Ohio has 56 contested state legislative primaries this year, 24% of the total number of possible primaries, and 40% more that the 40 contested primaries in 2020.
A primary is contested when more candidates file to run than there are nominations available, meaning at least one candidate must lose.
Of the 56 contested primaries, there are 23 for Democrats and 33 for Republicans. For Democrats, this is up from 17 in 2020, a 35% increase. For Republicans, the number increased 43% from 23 in 2020.

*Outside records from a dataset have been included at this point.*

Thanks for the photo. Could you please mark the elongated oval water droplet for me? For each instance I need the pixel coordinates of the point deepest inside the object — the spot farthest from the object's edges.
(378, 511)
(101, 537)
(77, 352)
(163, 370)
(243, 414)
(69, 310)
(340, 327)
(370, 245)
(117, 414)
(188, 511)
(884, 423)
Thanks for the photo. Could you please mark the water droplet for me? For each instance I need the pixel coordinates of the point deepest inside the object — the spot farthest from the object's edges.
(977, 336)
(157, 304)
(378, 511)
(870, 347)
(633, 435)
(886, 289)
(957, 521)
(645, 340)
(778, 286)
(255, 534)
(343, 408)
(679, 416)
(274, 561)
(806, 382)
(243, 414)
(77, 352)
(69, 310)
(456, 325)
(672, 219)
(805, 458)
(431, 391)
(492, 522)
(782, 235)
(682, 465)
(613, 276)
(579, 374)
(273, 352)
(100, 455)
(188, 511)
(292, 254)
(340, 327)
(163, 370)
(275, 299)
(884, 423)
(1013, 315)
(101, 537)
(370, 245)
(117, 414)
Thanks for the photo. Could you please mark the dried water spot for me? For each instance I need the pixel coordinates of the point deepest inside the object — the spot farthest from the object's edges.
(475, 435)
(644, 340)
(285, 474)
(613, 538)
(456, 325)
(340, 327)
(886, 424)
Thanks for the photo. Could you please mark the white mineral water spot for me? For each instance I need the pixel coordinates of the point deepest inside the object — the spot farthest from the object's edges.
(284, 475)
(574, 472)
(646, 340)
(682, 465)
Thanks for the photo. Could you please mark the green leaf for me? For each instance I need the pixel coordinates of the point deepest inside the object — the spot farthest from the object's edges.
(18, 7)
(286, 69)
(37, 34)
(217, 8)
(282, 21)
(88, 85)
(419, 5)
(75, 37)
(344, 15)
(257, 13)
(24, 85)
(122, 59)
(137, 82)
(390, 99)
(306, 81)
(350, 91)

Twenty-six primaries feature an incumbent: eight Democrats and 18 Republicans. This represents 30% of all incumbents who filed for re-election, the highest rate of incumbents in contested primaries compared of the preceding five election cycles.
Overall, 261 major party candidates—120 Democrats and 141 Republicans—filed to run. All of the state’s 99 House districts and 17 of the 33 Senate districts are holding elections this year.
Thirty-one of those districts are open, guaranteeing that at least 23% of the state legislature will be represented by newcomers next year.
Ohio has had a Republican trifecta since 2010 when the party won control of the governorship and state House. Republicans currently hold a 25-8 majority in the Senate and a 64-35 majority in the House.
Ohio’s state legislative primaries are scheduled for August 2, the 11th statewide primary date of the 2022 state legislative election cycle, and the state’s second statewide primary this year. Voters previously decided state executive and congressional primaries on May 3, with state legislative primaries delayed due to litigation regarding redistricting.